Monitoring Your Cat's Breathing

If your cat has been diagnosed with the condition and they've been put on medication, it is always recommended that you monitor your pet's breathing when they are asleep. If all is well their breathing should be under 30 breaths a minute and the easiest way to count it is over a 15 second period before multiplying the number of breaths by four to get a full minute.

Should you find your pet's breathing is over fifty per minute when they are asleep or just resting quietly, it's a good indication that their lungs are starting to fill up with fluid. As such you should discuss things with your vet. If you find that your cat has trouble breathing or they are breathing extremely rapidly, you would need to get them to the vet as soon as possible to avoid any unnecessary suffering.

Symptoms to Watch Out For

The symptoms can vary quite a lot as it really does depend on the severity of the condition and when it was first diagnosed. The problem is that cats are very good at hiding any symptoms which means many owners only really notice there is something wrong in the advanced stages of HCM. The most noticeable sign is when a cat has real trouble breathing or they might experience paralysis in their hind legs due to a blood clot.
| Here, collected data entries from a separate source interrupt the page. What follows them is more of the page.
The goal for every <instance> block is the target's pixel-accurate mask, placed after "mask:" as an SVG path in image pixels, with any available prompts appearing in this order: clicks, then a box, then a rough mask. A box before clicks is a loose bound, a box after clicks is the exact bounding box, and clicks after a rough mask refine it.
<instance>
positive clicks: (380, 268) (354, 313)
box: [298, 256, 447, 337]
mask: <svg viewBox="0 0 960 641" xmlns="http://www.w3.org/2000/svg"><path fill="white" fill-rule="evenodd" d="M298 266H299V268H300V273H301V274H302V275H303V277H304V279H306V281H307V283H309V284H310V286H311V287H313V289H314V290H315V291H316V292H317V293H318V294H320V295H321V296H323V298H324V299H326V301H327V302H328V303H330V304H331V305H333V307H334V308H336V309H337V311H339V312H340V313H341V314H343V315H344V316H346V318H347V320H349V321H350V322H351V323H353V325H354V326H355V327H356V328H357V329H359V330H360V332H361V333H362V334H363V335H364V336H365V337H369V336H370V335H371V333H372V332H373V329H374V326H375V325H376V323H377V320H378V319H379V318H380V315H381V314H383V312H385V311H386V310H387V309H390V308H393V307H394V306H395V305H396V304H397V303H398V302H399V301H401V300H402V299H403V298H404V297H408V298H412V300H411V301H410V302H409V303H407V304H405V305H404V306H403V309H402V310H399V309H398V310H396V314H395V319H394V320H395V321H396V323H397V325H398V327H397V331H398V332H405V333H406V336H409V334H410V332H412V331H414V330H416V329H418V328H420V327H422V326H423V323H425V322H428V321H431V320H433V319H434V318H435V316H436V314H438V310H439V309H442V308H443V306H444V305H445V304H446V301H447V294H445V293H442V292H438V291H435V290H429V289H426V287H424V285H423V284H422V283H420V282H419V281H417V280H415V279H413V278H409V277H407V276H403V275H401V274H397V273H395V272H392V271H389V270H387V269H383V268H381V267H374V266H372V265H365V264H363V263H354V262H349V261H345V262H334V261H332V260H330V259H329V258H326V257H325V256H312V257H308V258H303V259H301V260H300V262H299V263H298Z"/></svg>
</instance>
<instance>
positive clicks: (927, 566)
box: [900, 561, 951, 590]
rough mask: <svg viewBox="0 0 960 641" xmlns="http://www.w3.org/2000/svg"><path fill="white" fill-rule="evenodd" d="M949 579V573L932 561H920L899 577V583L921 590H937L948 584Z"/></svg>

Unlike dogs and humans, when our feline friends suffer congestive heart failure they don't cough but rather breath with open mouths and in some cases cats tend to pant. Another sign there is something terribly wrong is when a cat has trouble walking very far without stopping to catch their breath and recuperate.


As previously mentioned. Sadly there is no known cure or treatment at the present time for HCM. However, if the condition is a symptom of another underlying health issue, then treating the primary health issue can often result in partly or completely curing HCM.

The use of diuretics and ACE inhibitors has been seen to be very effective but only when fluid starts to build up in a cat's lungs. In very severecases, a vet might want to remove the fluid via a catheter in order to help a cat breathe more easily.

Some vets recommend using natural supplements to prevent a cat's blood from clotting one of which is called nattokinase rather than use any synthetic drugs. The main goal would be to slow the progress of the condition down while at the same time ensuring a cat still enjoys a good quality of life.

Cats Prone to the Condition

Certain breeds of cat are more predisposed to the condition than others and there is a test available for both Maine Coons and Ragdolls. However, Persians and other oriental breeds as well as American Shorthairs are more prone to developing the condition too. With this said, any cat can get HCM and it typically rears its ugly head when they are in mid-life although it can happen at any age.

Is There any Way of Preventing the Condition?

There is no real way of preventing a cat from developing HCM although careful breeding goes a long way in preventing this genetic disorder being passed down on to any offspring. Cats with the condition should never be used for breeding purposes for this reason.